So I’ve been pretty mean about Rick Santorum.
I’ve made fun of his interview tantrums and his weird obsession with the possibility that, somewhere, right now, in Vermont, two guys called Bruce and Bernard could be picking out matching his’n’his dressing gowns at Bed, Bath and Beyond. I mocked his condomnation (trademark pending) of birth control and expressed disdain for his Bill Donahue Catholicism. The phrase “sweater-vested dinosaur-denier” might have come up once or twice.
But now is a good time to remember what Santorum brought to the primary process. And it wasn’t all bad. True, his social conservatism could be fire-and-brimstone-y – uncharacteristically so for an American Catholic – and his constant whining about attack ads and media bias was wearying. But he brought to the race a human quality that none of the other candidates, with the exception of Rep. Michele Bachmann, could mimic let alone embody.
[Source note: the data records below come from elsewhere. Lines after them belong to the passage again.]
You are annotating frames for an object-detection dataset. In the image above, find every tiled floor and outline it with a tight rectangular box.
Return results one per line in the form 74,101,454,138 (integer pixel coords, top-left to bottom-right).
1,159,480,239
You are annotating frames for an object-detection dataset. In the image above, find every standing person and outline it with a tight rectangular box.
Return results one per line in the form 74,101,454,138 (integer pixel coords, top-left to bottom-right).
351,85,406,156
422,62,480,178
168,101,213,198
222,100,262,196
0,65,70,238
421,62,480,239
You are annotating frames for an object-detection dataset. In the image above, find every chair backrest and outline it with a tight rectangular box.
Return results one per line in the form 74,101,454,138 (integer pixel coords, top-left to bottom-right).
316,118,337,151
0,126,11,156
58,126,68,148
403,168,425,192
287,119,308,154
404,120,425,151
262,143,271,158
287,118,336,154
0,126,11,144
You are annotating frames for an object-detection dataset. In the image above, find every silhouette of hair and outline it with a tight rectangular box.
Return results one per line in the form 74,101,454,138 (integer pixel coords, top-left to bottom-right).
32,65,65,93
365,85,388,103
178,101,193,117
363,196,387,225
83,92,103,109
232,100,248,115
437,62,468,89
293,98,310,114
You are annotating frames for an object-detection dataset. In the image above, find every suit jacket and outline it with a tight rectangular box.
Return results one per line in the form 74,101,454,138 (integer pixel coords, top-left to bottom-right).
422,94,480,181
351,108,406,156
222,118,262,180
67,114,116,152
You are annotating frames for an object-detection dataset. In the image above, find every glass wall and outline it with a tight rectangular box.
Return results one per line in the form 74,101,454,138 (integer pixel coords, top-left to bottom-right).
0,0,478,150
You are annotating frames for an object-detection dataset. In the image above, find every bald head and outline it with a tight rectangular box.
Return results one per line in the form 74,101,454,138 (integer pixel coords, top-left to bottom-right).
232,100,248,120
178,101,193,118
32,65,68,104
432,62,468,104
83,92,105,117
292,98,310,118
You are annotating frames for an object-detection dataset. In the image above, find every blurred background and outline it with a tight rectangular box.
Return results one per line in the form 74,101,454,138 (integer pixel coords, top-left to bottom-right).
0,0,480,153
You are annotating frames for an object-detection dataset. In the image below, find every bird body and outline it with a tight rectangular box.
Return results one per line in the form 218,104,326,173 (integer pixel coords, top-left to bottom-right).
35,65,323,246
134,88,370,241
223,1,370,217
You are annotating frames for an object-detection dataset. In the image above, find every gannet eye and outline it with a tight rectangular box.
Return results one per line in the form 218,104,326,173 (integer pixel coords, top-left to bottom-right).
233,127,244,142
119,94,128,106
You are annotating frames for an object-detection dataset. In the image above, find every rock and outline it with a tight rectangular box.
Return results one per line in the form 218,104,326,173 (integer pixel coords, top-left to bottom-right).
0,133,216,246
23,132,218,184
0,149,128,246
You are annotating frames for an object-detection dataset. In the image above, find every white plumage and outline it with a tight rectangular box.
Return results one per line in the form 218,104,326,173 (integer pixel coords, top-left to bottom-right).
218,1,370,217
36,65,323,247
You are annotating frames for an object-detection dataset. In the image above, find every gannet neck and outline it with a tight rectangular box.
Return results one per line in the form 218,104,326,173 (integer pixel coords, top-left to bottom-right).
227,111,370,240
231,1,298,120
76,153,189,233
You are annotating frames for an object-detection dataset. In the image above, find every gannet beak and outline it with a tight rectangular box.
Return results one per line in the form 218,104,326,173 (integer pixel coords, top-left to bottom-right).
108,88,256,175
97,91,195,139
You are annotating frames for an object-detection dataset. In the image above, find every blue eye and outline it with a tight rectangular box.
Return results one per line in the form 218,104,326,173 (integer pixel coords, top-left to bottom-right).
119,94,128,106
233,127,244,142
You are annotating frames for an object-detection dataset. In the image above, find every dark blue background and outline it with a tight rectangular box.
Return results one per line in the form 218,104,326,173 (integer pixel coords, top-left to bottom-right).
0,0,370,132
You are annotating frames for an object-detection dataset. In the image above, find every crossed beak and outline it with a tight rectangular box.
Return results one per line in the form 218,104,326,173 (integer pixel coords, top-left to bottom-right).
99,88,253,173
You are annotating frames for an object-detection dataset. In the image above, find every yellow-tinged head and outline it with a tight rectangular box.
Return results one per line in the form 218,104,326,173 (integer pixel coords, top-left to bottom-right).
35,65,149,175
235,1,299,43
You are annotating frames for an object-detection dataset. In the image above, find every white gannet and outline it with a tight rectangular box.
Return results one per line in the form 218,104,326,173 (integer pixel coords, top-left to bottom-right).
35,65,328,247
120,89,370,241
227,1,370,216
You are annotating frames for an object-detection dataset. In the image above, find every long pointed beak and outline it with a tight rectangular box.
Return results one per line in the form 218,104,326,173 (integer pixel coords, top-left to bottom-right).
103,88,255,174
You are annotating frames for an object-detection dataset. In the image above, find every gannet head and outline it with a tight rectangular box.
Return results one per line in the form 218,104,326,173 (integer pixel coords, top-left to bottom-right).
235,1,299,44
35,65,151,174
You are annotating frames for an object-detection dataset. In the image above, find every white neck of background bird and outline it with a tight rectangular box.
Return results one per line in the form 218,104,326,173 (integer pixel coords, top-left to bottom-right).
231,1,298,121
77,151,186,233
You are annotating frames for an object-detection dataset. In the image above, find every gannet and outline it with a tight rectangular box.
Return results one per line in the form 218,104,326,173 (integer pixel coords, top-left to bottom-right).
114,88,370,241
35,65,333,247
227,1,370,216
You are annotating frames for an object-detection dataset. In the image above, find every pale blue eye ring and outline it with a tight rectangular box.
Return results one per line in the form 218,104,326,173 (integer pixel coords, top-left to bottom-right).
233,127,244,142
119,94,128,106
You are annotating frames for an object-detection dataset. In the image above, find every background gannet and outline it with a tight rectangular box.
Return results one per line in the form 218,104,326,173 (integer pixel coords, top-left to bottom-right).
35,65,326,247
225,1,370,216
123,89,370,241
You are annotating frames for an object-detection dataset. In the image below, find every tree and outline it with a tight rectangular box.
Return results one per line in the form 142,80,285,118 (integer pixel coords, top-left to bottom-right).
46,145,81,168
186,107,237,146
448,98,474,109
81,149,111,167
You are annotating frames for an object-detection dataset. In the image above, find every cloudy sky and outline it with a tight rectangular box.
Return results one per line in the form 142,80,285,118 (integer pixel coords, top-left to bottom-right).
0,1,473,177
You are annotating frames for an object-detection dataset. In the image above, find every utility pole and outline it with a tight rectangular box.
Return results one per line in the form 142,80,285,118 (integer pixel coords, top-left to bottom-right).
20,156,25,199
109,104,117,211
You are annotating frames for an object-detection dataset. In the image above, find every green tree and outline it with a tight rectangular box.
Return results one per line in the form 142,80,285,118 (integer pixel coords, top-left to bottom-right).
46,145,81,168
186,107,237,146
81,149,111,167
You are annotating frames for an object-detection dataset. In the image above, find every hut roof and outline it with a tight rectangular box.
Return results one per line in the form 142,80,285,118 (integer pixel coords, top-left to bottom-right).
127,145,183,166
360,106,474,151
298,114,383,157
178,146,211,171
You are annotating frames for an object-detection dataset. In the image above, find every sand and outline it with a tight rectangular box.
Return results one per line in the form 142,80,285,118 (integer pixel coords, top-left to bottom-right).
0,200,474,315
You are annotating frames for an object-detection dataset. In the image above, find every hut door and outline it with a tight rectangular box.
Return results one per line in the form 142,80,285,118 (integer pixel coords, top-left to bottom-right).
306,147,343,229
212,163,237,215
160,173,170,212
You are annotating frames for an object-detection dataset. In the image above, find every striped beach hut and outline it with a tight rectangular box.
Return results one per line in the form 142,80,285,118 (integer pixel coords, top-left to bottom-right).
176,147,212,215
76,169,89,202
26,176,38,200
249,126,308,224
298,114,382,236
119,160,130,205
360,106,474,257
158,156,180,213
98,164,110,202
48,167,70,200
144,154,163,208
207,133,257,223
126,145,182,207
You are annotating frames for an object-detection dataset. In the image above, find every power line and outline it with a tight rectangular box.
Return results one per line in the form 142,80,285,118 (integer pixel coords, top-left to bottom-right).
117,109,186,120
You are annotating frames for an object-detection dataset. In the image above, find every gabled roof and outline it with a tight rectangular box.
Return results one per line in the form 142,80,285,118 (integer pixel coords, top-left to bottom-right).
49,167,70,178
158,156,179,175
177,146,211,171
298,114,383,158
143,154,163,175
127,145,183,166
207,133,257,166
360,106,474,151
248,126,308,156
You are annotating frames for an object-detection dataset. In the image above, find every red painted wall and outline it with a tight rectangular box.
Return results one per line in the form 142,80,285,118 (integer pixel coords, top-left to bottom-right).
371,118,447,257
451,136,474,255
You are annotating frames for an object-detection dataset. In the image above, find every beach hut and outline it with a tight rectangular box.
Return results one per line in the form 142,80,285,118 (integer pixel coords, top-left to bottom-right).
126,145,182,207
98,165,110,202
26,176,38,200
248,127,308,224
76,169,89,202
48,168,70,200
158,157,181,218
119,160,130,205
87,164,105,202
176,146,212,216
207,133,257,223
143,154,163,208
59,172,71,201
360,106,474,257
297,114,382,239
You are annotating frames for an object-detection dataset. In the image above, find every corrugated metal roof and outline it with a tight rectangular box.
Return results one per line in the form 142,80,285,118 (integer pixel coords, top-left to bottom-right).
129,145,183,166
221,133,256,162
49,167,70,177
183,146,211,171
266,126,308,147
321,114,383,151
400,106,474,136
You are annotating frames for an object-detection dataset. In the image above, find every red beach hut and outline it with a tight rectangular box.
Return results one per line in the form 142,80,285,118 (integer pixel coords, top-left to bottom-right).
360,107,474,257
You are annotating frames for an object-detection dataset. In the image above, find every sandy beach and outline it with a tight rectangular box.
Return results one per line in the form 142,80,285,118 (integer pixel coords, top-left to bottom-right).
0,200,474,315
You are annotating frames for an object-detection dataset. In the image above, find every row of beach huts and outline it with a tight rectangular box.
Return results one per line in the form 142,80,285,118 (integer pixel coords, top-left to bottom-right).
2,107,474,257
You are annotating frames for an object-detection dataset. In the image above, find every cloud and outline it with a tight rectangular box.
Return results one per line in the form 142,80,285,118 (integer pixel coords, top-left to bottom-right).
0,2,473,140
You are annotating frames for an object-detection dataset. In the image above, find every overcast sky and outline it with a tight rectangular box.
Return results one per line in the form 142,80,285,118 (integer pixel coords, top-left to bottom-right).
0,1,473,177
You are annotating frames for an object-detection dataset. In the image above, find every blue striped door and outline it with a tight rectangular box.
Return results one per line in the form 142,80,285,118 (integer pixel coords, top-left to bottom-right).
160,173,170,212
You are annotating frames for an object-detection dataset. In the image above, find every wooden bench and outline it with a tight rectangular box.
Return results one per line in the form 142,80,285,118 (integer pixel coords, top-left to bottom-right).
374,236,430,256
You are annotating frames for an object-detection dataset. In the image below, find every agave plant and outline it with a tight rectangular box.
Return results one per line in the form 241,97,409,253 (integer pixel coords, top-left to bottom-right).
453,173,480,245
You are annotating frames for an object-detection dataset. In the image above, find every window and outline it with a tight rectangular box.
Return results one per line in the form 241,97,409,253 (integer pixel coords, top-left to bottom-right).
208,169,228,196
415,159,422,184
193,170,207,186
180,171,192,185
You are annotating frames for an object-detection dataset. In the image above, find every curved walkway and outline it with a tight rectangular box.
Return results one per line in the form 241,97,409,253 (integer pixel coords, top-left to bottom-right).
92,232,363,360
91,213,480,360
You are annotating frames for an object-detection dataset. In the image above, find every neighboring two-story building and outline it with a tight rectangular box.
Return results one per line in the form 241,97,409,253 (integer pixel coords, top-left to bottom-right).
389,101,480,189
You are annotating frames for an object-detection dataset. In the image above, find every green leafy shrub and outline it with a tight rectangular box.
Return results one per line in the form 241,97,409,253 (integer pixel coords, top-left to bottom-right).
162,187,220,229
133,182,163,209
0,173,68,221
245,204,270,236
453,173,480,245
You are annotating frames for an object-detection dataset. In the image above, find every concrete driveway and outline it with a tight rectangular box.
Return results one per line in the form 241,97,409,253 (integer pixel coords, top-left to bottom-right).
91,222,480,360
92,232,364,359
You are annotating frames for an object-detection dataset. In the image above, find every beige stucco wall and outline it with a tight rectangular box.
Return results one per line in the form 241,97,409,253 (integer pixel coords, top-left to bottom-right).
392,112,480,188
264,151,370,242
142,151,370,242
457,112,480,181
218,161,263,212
He’s a husband and a father to seven children, including the brave little fighter Bella who has defied every doctor and specialist to go on living despite suffering from Trisomy 18. When he spoke about how the Obama economy was putting the squeeze on middle class families, his words carried the authenticity of a family man.
Every politician promises to run “a campaign of ideas” but it’s fair to say Santorum held fast to that pledge, to his detriment. He talked about issues written off in this ‘economy election’. Broken families, absent fathers, abortion, and a suburban and rural America that feels its values are under heavy artillery from the courts, the White House, and the culture. These are all worthy issues, they all cost him more votes than they won him, and yet he stuck with them. I’ll leave readers to decide whether he was principled or stubborn.
Whichever it was, Santorum’s campaign was a platform for a variety of forgotten causes and issues that dominated as recently as 2004 but have been edged aside in favour of jobs, the economy, and taxes. These issues won’t get much play from here on in, so he deserves credit for forcing them onto the national agenda.
He was similarly strong-willed on foreign and security policy. He articulated a staunch case for the Republican Party to be the pro-Israel party, at a time when the Democrats are lurching towards the fashionable anti-Zionism of the European left, and was never shy about his belief that Jerusalem and Judea and Samaria were sovereign Israeli territory. Whenever he could, he would steer a foreign policy debate to the question of Iran and its burgeoning nuclear programme. Like no other candidate, he refused to concede that the American people were suffering war on terror fatigue and pressed for America’s defences to be sturdier and her role in the world more, not less assertive.
Another point about Santorum: For all his claims to the mantle, he was not a conservative and didn’t run a conservative campaign. He was a long-time Washington insider with a record of voting to increase spending as often as he voted to cut it. He had an FDR Democrat’s fetish for the manufacturing industry and his attachment to the small-town hard-hat led him into protectionist and corporatist territory hitherto occupied by the old socialists at The Nation and the latter-day Lindbergh Pat Buchanan. If you strip away his foreign policy, Santorum is a Catholic statist-populist in the vein of Buchanan but without the latter’s attachment to blood and soil.
Santorum’s concession to the inevitability of Mitt Romney will not sit well with the Anyone But Romneys; those right-wingers who detest (not an overstatement) Mitt for his centrism, his flip-flopping, his wealth, his Mormonism, his hair, or all of these things and more. They have no one to turn to now. With Santorum gone, Mitt’s only rivals are Newt Gingrich, whose campaign increasingly seems like an excuse not to find a real job, and Ron Paul, who’s plain nuts. So Romney’s the guy and the shrill chorus of diehards pledging to stay at home rather than vote for, horror of horrors, a moderate Republican, had better get used to it.
Defeating Barack Obama is an epic challenge, and likely an insurmountable one, but if it is to be done the GOP has to learn to love Romney the way Democrats loved their moderate, Bill Clinton. As lefties outraged at Clinton’s rightwards tilts would often remind themselves, in the words of an old Texas saying, “You gotta dance with the one that brung ya.”